The authors have conducted substantial experimental work and provided useful practical resources. With significant revision to address the methodological concerns—particularly clarifying the system's actual capabilities and limitations, or redesigning to enable open extraction—this work could make a meaningful contribution. In its current form, however, the paper does not sufficiently advance the state of knowledge extraction to warrant publication as a full research article.

Review #3
Anonymous submitted on 23/Feb/2026
Suggestion:
Reject
Review Comment:

Summary: This study investigates fine-tuned large language models augmented with similarity search for extracting biochemical properties from scientific literature. Results show that similarity search improves performance, with open-source models sometimes outperforming proprietary ones in biochemical knowledge extraction.

--> The introduction is too broad as well as the research questions which were put forth are also very broad.
--> Page 2: line 8-11: There is no need to introduce what is RDF.
--> The introduction introduces a dataset in very detail through which it explains the problem statement but it would be good if the problem is well motivated with an example.
--> Page 2 line 14: cold use a reference.
--> Page line 28 and line 29 claim that biomedical properties are under explored with LLMs but there is a lot of discussion on going around this. There are even LLMs which are fine-tuned with biomedical data.
--> The research questions are too many and still generic. For example, the first RQ1 makes it looks like that this article is also surveying existing articles.

--> In the related work, the authors write automation extraction but the section talks about information extraction. Is that a typo?
--> The authors do not need to introduce the SoTA on Graph and Knowledge Graph Embeddings since it is not the main contribution of this paper.
--> The authors could refer to this survey to know already existing SoTA: https://github.com/quqxui/Awesome-LLM4IE-Papers it also includes papers on biomedical domain.

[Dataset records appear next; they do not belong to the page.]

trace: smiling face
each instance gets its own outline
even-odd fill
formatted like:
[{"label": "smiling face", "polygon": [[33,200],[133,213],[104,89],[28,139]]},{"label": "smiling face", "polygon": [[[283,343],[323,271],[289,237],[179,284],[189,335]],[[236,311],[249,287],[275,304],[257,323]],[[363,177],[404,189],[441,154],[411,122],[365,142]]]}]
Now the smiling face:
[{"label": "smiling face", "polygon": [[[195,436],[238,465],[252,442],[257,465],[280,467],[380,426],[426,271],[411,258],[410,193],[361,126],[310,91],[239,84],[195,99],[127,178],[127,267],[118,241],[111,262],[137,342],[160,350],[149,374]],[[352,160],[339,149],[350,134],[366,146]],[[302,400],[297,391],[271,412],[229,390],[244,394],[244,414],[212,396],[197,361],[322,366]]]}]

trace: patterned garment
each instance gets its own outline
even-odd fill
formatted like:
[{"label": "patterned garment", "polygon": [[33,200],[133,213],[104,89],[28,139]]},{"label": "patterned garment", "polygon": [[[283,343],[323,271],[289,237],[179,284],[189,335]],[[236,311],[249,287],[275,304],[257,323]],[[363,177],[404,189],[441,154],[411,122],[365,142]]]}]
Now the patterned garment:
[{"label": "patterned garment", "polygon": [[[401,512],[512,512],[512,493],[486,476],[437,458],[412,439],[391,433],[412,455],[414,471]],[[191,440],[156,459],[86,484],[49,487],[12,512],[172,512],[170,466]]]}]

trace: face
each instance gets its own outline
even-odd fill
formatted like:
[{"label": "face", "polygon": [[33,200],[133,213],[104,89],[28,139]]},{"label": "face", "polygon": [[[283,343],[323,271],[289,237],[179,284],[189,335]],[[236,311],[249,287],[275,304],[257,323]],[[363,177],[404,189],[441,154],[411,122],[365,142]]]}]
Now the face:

--> In the main methodology, the authors perform post processing to obtain optimal results. However, the model itself doesn't bring much improvements.
--> Did the authors explored LLMs which are already fine-tuned on biomedical domain? How would the results change.
--> The authors are talking about the library used in the methodology section which could go to the experimentation section.
--> There is no need to introduce LoRA in the main methodology. If you need to really give the background, then it should go to a preliminary section.
--> The authors add a lot of mathematical equations about QLoRA, why is it needed. Authors can simply refer to the original paper since this is not the main contribution of this paper. Section 3.1 (page 8: line 38-41) is the contribution of this paper.
--> Section 3.2 says "we noticed that most of the incorrect extractions output similar answers, albeit with synonyms or slightly different formats". Are there any precise examples? was this check systematic like error analysis.
--> Why cant we also try with FAISS? What is the main motivation behind introducing your own way of doing similarity search and what are the advantages?
--> Section 3.2 is very ill-written and hard to follow since it is repetitive in making their point and well as sometimes changing focus in each sentence.
--> Since the main contribution is unclearly defined, it is hard to see what is this journal bringing to the table.
--> Experiments are conducted only on one dataset.
--> The definition/formula of Hits@K is not needed.
--> In table 2: why the value of K is changing for each type?

Overall, the study is very experimental and lacks clear scientific contribution. It still needs a lot of work before being able to be accepted as a journal.